Spatial Computing Assistant:
- Utilized Meta’s Depth API to extract spatial metadata from Unity scenes.
- Converted scene prefabs into JSON files for LLM processing.
- Integrated Stable Diffusion API to generate and apply textures dynamically to Unity GameObjects.
Object Transformation Assistant:
- Created a cloud pipeline for background removal in captured images.
- Used Meshy’s API for fast 3D reconstruction of processed images into virtual objects.

Challenges we ran into

Camera Access Limitations: Developing a workaround for Meta’s camera restrictions required creative problem-solving and custom hacks to ensure smooth integration.
Contextual Memory: LLM APIs lack built-in memory capabilities, which necessitated designing a robust cloud-based memory storage system.
Latency: Real-time interactions with multiple APIs introduced latency issues, requiring optimizations in data transmission and processing.
Spatial Understanding: Ensuring accurate metadata extraction and meaningful LLM responses based on scene prefabs was a significant technical challenge.

Accomplishments that we're proud of

Successfully implemented a camera access hack that enhances interaction between the assistant and the user’s environment.
Designed a memory system that simulates human-like conversational continuity for the assistant.
Enabled real-time texture generation and application in Unity using voice commands, bridging LLM capabilities with spatial computing.
Built a robust object transformation pipeline that converts real-world objects into virtual assets efficiently.

What we learned

The importance of multi-modal interaction in creating intuitive user experiences.
How to integrate MR, LLMs, and APIs to create a cohesive and functional system.
Strategies for optimizing real-time interactions with cloud-based services.
The critical role of context and memory in making virtual assistants feel more human and responsive.

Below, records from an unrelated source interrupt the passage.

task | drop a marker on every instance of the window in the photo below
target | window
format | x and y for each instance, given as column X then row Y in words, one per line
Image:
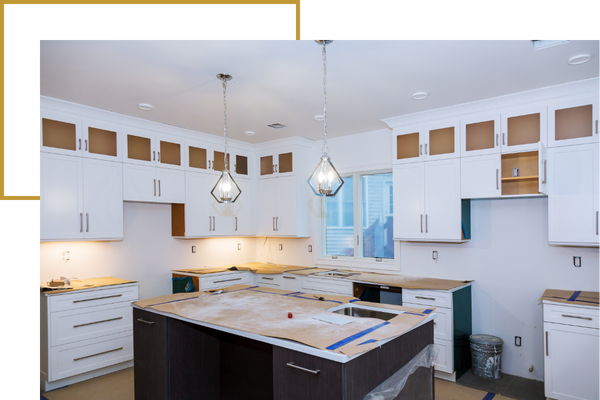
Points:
column 359, row 219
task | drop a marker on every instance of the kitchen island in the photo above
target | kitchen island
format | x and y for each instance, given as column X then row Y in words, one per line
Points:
column 242, row 344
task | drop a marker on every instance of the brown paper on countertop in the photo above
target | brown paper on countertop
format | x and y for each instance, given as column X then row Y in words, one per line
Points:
column 571, row 297
column 264, row 311
column 408, row 282
column 78, row 284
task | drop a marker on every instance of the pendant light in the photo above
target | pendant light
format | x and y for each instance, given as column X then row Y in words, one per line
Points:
column 226, row 190
column 325, row 180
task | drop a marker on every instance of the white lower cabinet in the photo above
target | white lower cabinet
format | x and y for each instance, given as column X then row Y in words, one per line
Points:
column 571, row 351
column 83, row 333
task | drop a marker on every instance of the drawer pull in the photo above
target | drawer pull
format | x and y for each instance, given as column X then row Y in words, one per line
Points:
column 97, row 298
column 291, row 364
column 97, row 354
column 228, row 280
column 97, row 322
column 576, row 316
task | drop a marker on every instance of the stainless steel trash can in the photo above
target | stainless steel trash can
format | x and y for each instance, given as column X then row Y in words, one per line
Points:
column 486, row 353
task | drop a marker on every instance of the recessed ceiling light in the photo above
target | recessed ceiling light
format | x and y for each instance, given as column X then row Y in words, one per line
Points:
column 579, row 59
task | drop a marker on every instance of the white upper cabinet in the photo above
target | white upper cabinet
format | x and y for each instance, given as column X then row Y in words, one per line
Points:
column 149, row 149
column 508, row 131
column 432, row 141
column 574, row 121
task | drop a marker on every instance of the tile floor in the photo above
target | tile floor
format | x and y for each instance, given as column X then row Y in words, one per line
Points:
column 119, row 386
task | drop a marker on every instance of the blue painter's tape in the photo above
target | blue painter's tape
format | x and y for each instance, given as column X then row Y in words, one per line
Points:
column 368, row 341
column 575, row 295
column 355, row 336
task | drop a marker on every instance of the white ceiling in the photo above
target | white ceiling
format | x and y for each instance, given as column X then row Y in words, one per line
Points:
column 280, row 80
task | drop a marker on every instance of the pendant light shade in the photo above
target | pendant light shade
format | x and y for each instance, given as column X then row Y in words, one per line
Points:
column 325, row 180
column 226, row 190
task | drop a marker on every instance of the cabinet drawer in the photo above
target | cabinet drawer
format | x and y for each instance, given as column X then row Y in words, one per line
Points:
column 91, row 298
column 588, row 317
column 427, row 297
column 76, row 325
column 327, row 285
column 442, row 324
column 86, row 356
column 223, row 280
column 445, row 359
column 271, row 280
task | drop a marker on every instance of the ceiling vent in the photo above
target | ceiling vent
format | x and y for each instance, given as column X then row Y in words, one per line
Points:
column 544, row 43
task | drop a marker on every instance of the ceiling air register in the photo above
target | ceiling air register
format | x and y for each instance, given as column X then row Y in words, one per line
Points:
column 325, row 180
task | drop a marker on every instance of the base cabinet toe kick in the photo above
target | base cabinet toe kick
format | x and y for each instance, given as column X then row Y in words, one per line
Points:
column 176, row 359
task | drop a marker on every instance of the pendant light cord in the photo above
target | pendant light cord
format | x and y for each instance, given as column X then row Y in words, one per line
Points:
column 225, row 122
column 325, row 148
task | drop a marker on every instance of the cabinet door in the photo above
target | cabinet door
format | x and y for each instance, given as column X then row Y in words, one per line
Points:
column 442, row 200
column 58, row 133
column 480, row 135
column 102, row 141
column 139, row 183
column 150, row 363
column 198, row 221
column 60, row 186
column 103, row 199
column 268, row 205
column 170, row 186
column 523, row 129
column 242, row 209
column 574, row 122
column 571, row 354
column 480, row 176
column 409, row 201
column 573, row 200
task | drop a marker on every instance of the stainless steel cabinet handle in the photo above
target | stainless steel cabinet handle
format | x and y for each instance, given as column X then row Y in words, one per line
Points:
column 97, row 322
column 97, row 354
column 228, row 280
column 97, row 298
column 497, row 179
column 577, row 316
column 425, row 298
column 291, row 364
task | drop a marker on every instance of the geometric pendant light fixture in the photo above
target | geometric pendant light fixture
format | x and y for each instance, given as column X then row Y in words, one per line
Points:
column 226, row 190
column 325, row 180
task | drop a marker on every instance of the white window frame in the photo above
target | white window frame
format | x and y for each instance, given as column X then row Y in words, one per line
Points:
column 356, row 262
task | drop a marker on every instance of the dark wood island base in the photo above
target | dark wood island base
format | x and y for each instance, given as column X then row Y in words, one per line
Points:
column 176, row 359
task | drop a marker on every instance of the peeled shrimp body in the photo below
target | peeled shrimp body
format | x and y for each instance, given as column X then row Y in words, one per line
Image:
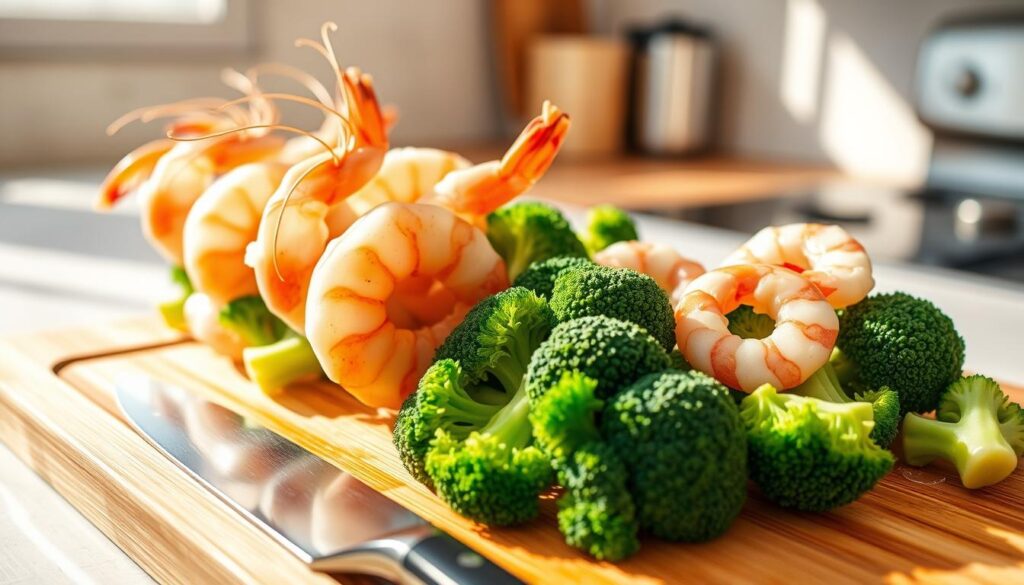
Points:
column 826, row 255
column 219, row 226
column 389, row 290
column 307, row 209
column 671, row 270
column 805, row 331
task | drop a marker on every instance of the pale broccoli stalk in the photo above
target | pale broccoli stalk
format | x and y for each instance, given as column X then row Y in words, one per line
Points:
column 976, row 427
column 275, row 366
column 172, row 309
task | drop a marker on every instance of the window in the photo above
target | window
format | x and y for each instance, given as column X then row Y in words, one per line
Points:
column 58, row 27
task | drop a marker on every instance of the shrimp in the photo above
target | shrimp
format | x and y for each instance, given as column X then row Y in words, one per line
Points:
column 826, row 255
column 226, row 216
column 804, row 336
column 306, row 211
column 474, row 192
column 169, row 176
column 357, row 321
column 671, row 270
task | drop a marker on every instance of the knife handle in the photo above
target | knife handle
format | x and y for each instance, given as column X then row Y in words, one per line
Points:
column 440, row 559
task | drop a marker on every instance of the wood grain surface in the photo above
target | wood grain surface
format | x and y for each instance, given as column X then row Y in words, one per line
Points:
column 916, row 526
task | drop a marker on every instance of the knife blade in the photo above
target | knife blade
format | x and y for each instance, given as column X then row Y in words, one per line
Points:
column 325, row 516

What's next for Lucid Prism

Enhanced Multi-Modal Interactions: Expanding the assistant’s capabilities to include gesture-based commands and deeper emotional understanding.
Improved Real-Time Performance: Optimizing latency and streamlining API integration for faster responses.
User-Centric Design: Conducting user testing to refine the assistant’s functionality and usability further.
Public Release: Packaging the system as a developer toolkit for broader adoption in the MR and LLM communities.
Integration with Emerging Technologies: Exploring how the system can leverage advancements in BCI (Brain-Computer Interfaces) and haptics to create even more immersive experiences.